赴任先と目的について教えてください。 

入社前から、海外の研究機関に一定期間滞在し、日本とは異なる環境で研究をしたいと考えていました。当社の短期グローバル研修制度を利用し、赴任先と研究内容のめどがついたため、海外留学制度に応募。採用されて希望が叶いました。所属は、ドイツ・ダルムシュタット工科大学のレーザー計測を専門とする、Reaktive Strömungen und Messtechnik(反応流体計測)研究室です。目的は、壁面境界層現象の計測技術の構築。エンジンの熱効率向上、排気クリーン化に不可欠な火炎と壁面との相互作用についての計測に取り組んでいます。

赴任先の研究環境についてご紹介ください。

子供の頃から自主性が重んじられるドイツでは、学生であってもあまり教授や先輩を頼ることなく、各自が決断して研究を進めています。こうした姿勢が短時間で成果を出せることにつながっていると感じます。毎日遅くまで大学に残ることもなく、自分の時間や家族との時間を大切にしています。また、EU内にあることで、多様な言語・文化を持つ人を受け入れることに慣れており、研究者が国をまたいで活動する環境が整っています。同僚はドイツだけでなくイタリア・フランス・フィンランド・チュニジア・中国など様々な国から来ており、研究だけではない自分の視野を広げることができます。

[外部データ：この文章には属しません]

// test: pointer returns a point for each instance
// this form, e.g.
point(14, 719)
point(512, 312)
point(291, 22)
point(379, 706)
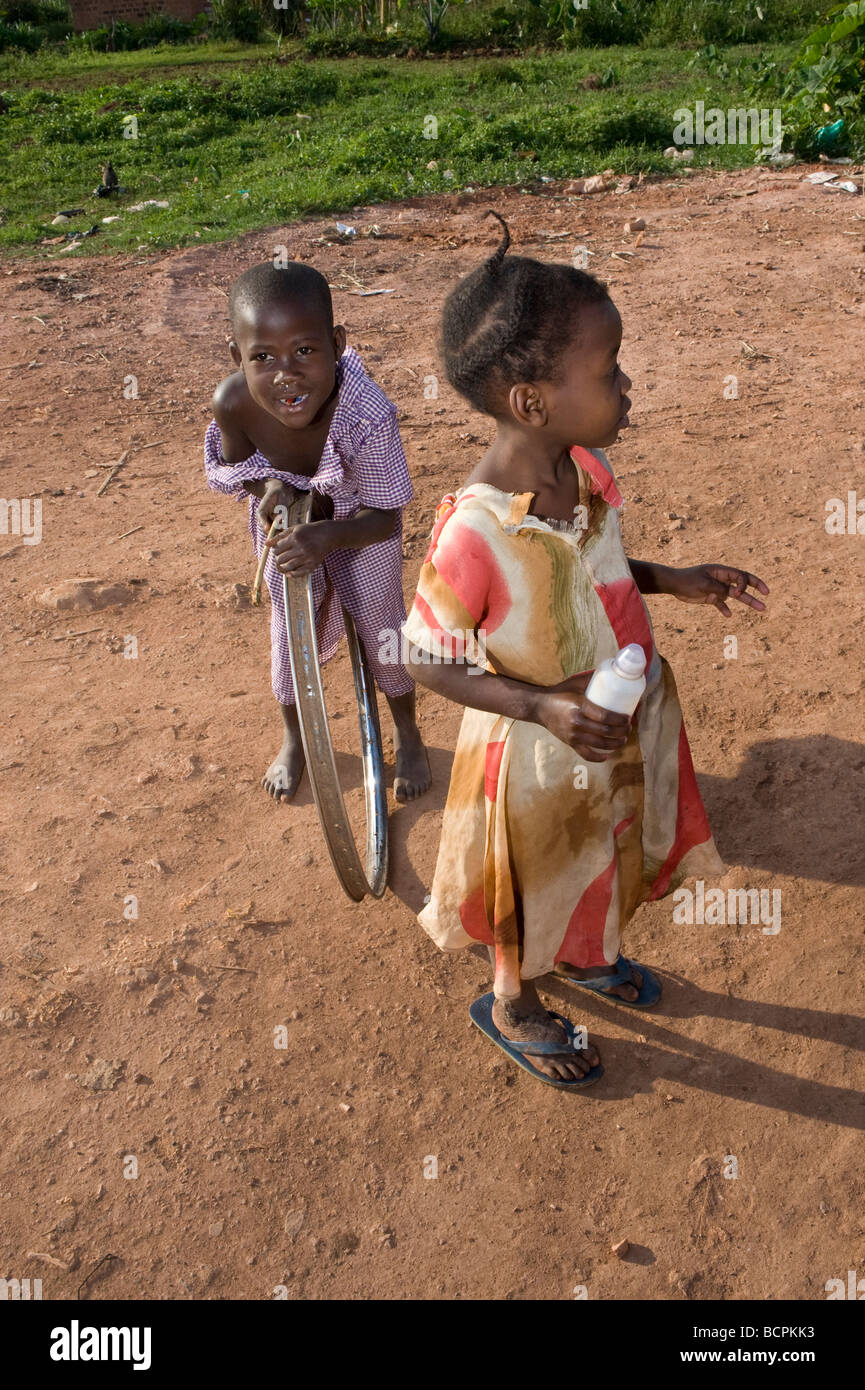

日本との違いや国が異なることによる課題はありますか。

ドイツでは、日本のような“阿吽の呼吸”は通用しません。議論では、曖昧な部分は全て明らかにすることが好まれます。自分も、意見が相手に伝わったか、自分が理解できたかを確認し、納得のいくまで討議するように努めています。また、同僚たちは英語が堪能なのでコミュニケーションに不都合はありませんが、ゲストとしてではなく、同僚として受け入れられるには、現地語でコミュニケーションする姿勢が欠かせません。研究上必要なレベルの会話ができるように、ドイツ語の習得をめざしています。